«Sottovoce». Ma forse sarebbe meglio...muti

«Gruppi di ascolto» notturni per il programma di Marzullo, diventato un classico della tv trash

«Sottovoce». Sì, ma non tanto per evitare di ascoltare. E ridere di gusto. A notte inoltratissima il programma Rai di Marzullo è diventato un appuntamento imperdibile per chi non vuole rinunciare ad andare a letto col sorriso sulle labbra e la letizia nel cuore. Lo confesso: faccio parte di un piccolo «gruppo di ascolto» che attorno alle «interviste» di Gigi si scambia frenetici messaggini dall'intenso pentagramma emozionale: nel giro di pochi secondi si può passare infatti dallo sgomento all'esaltazione, dalla depressione all'euforia. Il privilegio della videoelargizione di stati d'animo tanto diversi è instillato, con comprensibile parsimonia, dalle domande di Marzullo e nelle risposte dei suoi ospiti, tutti accomunati dalla singolare coincidenza di avere il medesimo cognome: «Carneade». Già, perché «Gigi il bullo» sceglie le sue prede con grande perfidia: più sono senza né arte né parte, e più lui li convoca in studio; li blandisce; li spedisce in sala trucco, li fa sentire dei vip. Poi, una volta accese le telecamere, parte con i quesiti esistenziali che gli hanno - giustamente - fatto guadagnare fama, successo e soldi. Una grandeur televisiva costruita - domanda dopo domanda (e senza neanche tanta fatica, visto che la sua preferita è: «Si faccia una domanda e si dia una risposta...») - sulle spalle di anonimi «personaggi» cui «Gigi il bello» regala una mezzoretta di buia (vista l'ora del programma) celebrità.
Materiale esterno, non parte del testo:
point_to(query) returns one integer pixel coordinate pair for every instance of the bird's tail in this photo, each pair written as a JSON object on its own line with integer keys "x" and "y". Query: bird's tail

Ieri notte, ad esempio, ha intervistato una signorina quasi trentenne che, con orgoglio, è riuscita a dire: «No, non mi sono ancora diplomata...ma credo che lo studio sia fondamentale!». Pathos allo stato puro, che Marzullo distilla da navigato alchimista, ottenendo un elisir più corroborante dell'Amaro medicinale Giuliani.
Qualche tempo fa fu la volta di una giovane e sconosciuta (ma raccomandatissima) giornalista televisiva che, muovendo il ciuffo biondo, impartì urbi et orbi (in certi casi essere «orbi» non è un male...

) una memorabile lezione sull'«etica dei mass media». La sua frase - «Io sono nata per fare informazione...» - rimarrà celebre. Qualcuno giura che sia già entrata nella storia delle breaking news. È la stampa, bellezza e tu (purtroppo) non puoi fermarla.